To obtain what is expected, rewrite $$\begin{align*} \sum_{i=1}^{n}\sum_{j=1}^{n}(\mathbf{a}_{i}^\intercal \mathbf{w}−\mathbf{b}_{j}^\intercal \mathbf{w})^2 &= \sum_{i=1}^{n}\sum_{j=1}^{n} \sum_{k=1}^d\sum_{\ell=1}^d(\mathbf{a}_{i,k}−\mathbf{b}_{j,k})\mathbf{w}_k(\mathbf{a}_{i,\ell}−\mathbf{b}_{j,\ell})\mathbf{w}_\ell \\ &= \sum_{k=1}^d\sum_{\ell=1}^d \underbrace{\left( \sum_{i=1}^{n}\sum_{j=1}^{n}(\mathbf{a}_{i,k}−\mathbf{b}_{j,k})(\mathbf{a}_{i,\ell}−\mathbf{b}_{j,\ell}) \right)}_{\gamma_{k,\ell}}\mathbf{w}_k\mathbf{w}_\ell \end{align*}$$ Now, using the same idea as you have, show that you can compute each $\gamma_{k,\ell}$ (which do not depend on $\mathbf{w}$!) ahead of time in time $O(n)$. Thus, computing all of them takes preprocessing time $O(nd^2)$.

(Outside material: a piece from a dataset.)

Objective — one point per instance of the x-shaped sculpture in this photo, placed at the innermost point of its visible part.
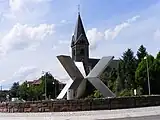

Once you have that, given a new $\mathbf{w}$ you only have to compute $$ f(\mathbf{w}) = \sum_{k=1}^d\sum_{\ell=1}^d \gamma_{k,\ell} \mathbf{w}_k\mathbf{w}_\ell + \lambda\sum_{k=1}^d \mathbf{w}_k^2 $$ which takes time $O(d^2+d)=O(d^2)$.